Rublev was desperate to return to action. He had reached the Doha final in his first tournament of 2018, a good start to the year. But he had no choice but to rehab.
“In that moment inside I was like, ‘I can’t wait, I want to be back on court as fast as possible’,” Rublev remembered. “But as soon as I arrived for my first tournament, I remember I was a little bit lost. I felt like I wasn’t there. I was feeling like I was in the past when I was playing well before the injury. To recover this mental part of being here in this moment took me a couple of months.”
Listen To ATP Radio's Interview With Rublev:
Rublev reached the semi-finals of the Citi Open, an ATP 500 tournament, in his third tournament after returning in July. But that was the best result of his comeback, also making the semi-finals in his second appearance of the Next Gen ATP Finals.
Last February, Rublev was the Russian No. 1, ahead of then-World No. 47 Karen Khachanov and No. 50 Daniil Medvedev, who also made Milan in 2017. Both Khachanov and Medvedev are now inside the World’s Top 15, while Rublev is searching for his best tennis.

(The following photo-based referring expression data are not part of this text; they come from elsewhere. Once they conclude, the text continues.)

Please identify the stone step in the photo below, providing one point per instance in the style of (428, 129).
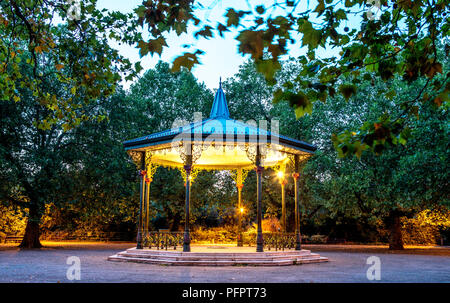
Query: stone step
(282, 262)
(214, 257)
(202, 254)
(164, 257)
(218, 258)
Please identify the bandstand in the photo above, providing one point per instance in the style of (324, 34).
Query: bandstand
(219, 143)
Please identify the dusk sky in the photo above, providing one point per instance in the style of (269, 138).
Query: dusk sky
(221, 58)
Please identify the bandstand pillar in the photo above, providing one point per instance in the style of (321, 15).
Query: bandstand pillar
(187, 236)
(142, 174)
(147, 212)
(296, 176)
(259, 171)
(283, 205)
(240, 237)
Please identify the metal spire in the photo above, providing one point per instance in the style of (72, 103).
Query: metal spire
(220, 107)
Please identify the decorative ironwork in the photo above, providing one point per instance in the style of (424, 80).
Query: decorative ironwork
(164, 240)
(193, 175)
(235, 175)
(197, 150)
(150, 166)
(279, 241)
(136, 157)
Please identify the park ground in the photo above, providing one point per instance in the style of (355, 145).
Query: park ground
(348, 264)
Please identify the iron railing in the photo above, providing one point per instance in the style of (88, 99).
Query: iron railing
(163, 240)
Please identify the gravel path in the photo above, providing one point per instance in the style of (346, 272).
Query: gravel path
(49, 265)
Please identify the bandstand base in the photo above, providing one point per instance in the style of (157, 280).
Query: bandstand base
(209, 256)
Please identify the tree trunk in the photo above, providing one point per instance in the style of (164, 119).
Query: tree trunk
(32, 232)
(395, 238)
(175, 226)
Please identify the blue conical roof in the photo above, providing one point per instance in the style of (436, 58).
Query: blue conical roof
(220, 107)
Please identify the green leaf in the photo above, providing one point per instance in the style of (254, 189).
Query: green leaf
(347, 90)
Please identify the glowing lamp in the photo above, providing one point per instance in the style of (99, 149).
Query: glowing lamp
(280, 174)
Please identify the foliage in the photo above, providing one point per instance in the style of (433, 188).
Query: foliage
(12, 221)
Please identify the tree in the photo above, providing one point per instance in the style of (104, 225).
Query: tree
(52, 77)
(393, 38)
(387, 187)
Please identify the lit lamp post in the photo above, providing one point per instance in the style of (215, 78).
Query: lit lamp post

“To be honest if you talk about the guys, then I’m happy for them. If they’re winning, it means I also have enough level to win these matches, to win those tournaments, so I’m happy for them because we’re not enemies, we are friends,” Rublev said. “My goal is not if I do better [than them] or not. My goal is bigger. It’s to win big tournaments.”
Rublev has shown flashes of his best tennis in recent weeks, qualifying in both Indian Wells and Miami. In the California desert, the 21-year-old advanced to the third round, in which he lost to Khachanov. On Saturday, he upset ninth seed Marin Cilic in straight sets to reach the third round in Miami, earning a clash with #NextGenATP Canadian Denis Shapovalov.
“It definitely is amazing for me, especially against a great player like Marin. I’ve known him a long time. I played him once a couple years ago, so I knew it was going to be very tough for me,” Rublev said. “I’m really happy that I won and I’m sure it’s going to give me much more confidence and I hope I will improve and play better and better.”
Rublev has been slowly feeling better this season. He points to a strong base he built during his off-season training in Barcelona.
“I started to move better, I started to feel that I was hitting the ball quite well. Then I was a little bit out mentally,” Rublev said. “But now mentally I’m much better and now everything is starting to come all together. Little by little, I’m starting to win some good matches.
“I completely forgot about my injury the past couple of months. I’m already playing fully: full practice, full intensity. So hopefully everything is recovered inside of my body and I’m hopefully 100 per cent healthy.”
It’s clear that Rublev has the potential to make up ground, and quickly. According to Georgian Nikoloz Basilashvili, who plays a similarly big-hitting game, the Russian has a bright future ahead of him.
“I think he has big potential. He’s a very good ball-striker from the baseline and I am pretty sure he will have a really great career,” Basilashvili said. He had the problem with his back and hopefully he will fully recover soon. I think he’s a really good player.”
Rublev is currently the World No. 99, and he fell as low as No. 115 in February. But the Russian is not worrying about that. He’s only concerned with his tennis.
“That was the last time I opened my ranking and then I never opened it again. Maybe sometimes I saw my name and sometimes on the draw they put the number and then I saw it. But I never opened it to see where I was in the Race or how many points I’m going to lose or gain,” Rublev said. “I haven’t looked since that time, because then you start to feel a little bit stressed and I don’t want to feel stressed.”
Rublev just wants to work hard, earn his way back to the stage, and compete with the very best in the sport.